Download the Museum as Muck Manifesto
History of the network
Museum as Muck was founded in 2018 as a response to the lack of working class people in museum, gallery and heritage organisations. Beginning as an informal community providing support and solidarity for working class museum professionals, we are now a formal network with over 800 Muckers spread across the UK and Ireland.
In addition to operating as a place of belonging for Muckers, we actively push to improve the socio-economic diversity of staff within the sector, along with new approaches to interpretation, programming and collecting.
With an expert and experienced steering group we devise and deliver interventions to enable these changes to happen.
Where does our name come from?
Museum as Muck is taken from the historically derogatory phrase 'common as muck' used to refer to someone deemed of lower social status. Us Muckers are common and proud.
What do we mean by 'working class'?
For Museum as Muck the term working class describes people who come from a background of low social (who you know), cultural (what you know) and economic (how much money you have) capital (see French sociologist Pierre Bourdieu's theory on class).
After seeking advice on the language we use and for ease of communication we have decided to use the phrase ‘working class’ as a catch-all term. When Museum as Muck uses it, we include all working class people. We do acknowledge, however, that the working class experience is hugely varied, so some Muckers may identify more with terms such as underclass, benefits class or criminal class.

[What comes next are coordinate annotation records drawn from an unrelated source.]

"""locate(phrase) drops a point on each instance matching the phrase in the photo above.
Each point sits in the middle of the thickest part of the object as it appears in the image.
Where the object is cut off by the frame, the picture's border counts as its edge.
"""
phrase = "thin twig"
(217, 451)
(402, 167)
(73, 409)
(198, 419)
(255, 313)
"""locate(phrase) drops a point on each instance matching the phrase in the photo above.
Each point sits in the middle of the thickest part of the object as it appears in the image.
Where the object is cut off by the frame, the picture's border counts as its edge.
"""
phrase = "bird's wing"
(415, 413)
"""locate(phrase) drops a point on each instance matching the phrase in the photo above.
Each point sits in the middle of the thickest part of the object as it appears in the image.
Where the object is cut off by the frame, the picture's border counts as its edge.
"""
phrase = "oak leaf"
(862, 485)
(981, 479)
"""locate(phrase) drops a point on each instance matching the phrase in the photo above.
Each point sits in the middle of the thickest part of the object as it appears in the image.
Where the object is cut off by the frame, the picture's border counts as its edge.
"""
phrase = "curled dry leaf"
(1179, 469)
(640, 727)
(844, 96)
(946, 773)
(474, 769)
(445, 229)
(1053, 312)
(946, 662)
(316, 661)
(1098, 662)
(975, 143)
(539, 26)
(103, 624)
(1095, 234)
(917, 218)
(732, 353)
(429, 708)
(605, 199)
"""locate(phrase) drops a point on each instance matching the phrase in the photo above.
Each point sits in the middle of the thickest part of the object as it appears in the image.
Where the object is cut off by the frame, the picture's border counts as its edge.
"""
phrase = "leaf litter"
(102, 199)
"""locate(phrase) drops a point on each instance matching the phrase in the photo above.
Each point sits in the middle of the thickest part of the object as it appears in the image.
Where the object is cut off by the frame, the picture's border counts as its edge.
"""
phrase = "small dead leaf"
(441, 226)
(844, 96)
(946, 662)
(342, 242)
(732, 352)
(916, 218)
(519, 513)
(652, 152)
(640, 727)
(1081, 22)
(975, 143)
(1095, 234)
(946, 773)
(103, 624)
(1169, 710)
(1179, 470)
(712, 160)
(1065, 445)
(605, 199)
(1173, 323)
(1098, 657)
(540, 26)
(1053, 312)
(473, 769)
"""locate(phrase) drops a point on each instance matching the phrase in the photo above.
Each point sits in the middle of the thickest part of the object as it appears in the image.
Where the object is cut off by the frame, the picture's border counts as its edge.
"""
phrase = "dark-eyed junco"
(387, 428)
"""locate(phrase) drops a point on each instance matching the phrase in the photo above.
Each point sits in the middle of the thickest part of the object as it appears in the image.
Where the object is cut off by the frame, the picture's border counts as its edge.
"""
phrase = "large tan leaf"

Our Steering Group represent the 800 members of our network. We focus on making the aims of Museum as Muck happen. Steering Group members have an incredible breadth of skills and experience from across the museum sector, and bring creative talents from theatre, writing and visual arts. Collectively we live and work across the whole of the UK with roles in visitor services, digital, learning and engagement, curatorial, senior leadership, collections, interpretation and events.
We are grateful for the contributions of previous Steering Group members Sara Fortune, Kayleigh MacMahon and Tracey Weller.